The defendant argued on the other hand, that he had not received the wheat into his possession as the property of his principal, for such it was not intended it should be considered, until it had been taken into the Parramatta store, and a government receipt obtained for it. He had, he said at the particular instance of Salter, whom he considered as the plaintiff's agent, procured a boat for the conveyance of the wheat, merely to oblige the parties, and that no stronger proof could be required of the plaintiff or Salter still holding the responsibility, than the circumstances which had appeared in evidence, of the latter is having received it at Parramatta wharf, and it's being afterwards lodged in the public granary at the instance of the plaintiff.

When the whole of the evidence was gone through, the Judge Advocate took a summary survey of the preceding, and commented upon the several parts of it, finally giving it as his opinion, that as the plaintiff had ordered the sale of the property with the [advice] or consent of the defendant, he had taken the responsibility upon himself exclusively, and therefore thought he could not claim a verdict which the court, after a few moments deliberation, returned in favour of the defendant.

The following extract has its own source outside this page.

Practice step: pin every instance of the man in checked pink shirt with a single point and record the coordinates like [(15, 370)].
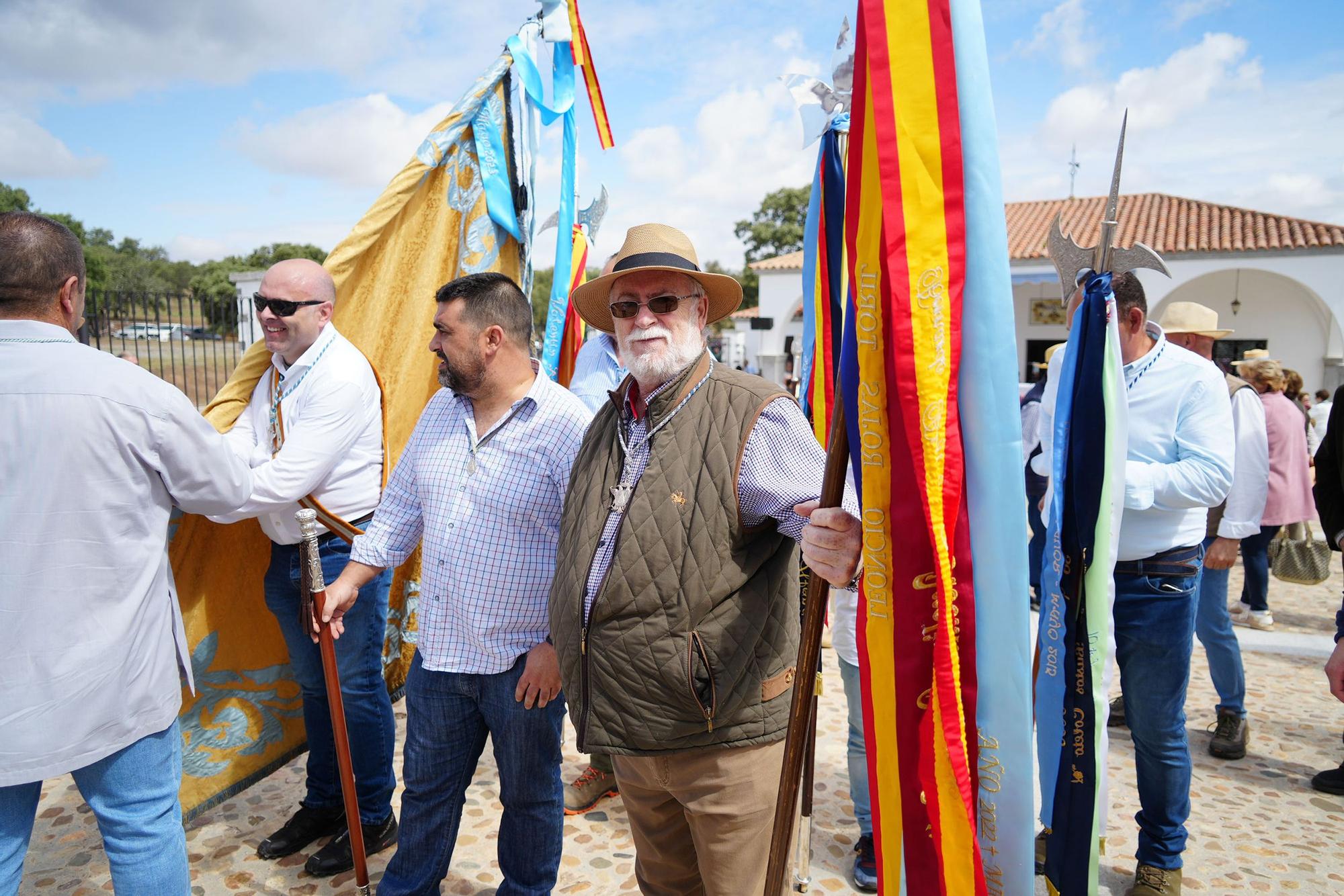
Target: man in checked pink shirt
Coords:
[(480, 487), (675, 604)]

[1] Much of the colony's wheat was grown on the banks of the Hawkesbury River . From there, it was carried by ship via an ocean passage to Sydney . One of the risks of this was that the wheat might be swamped, or doused in sea water, so reducing its value. This case shows that the same risk applied elsewhere as well. Who was responsible for such accidents? The carrier? An agent or bailee of the owner? The owner of the wheat? In good condition, wheat was usually valued at the price the government was willing to pay for it at one of the government stores.

            For discussion of the complexities in these cases, see Kercher, Debt Seduction and Other Disasters: the Birth of Civil Law in Convict N.S.W. , 115-118.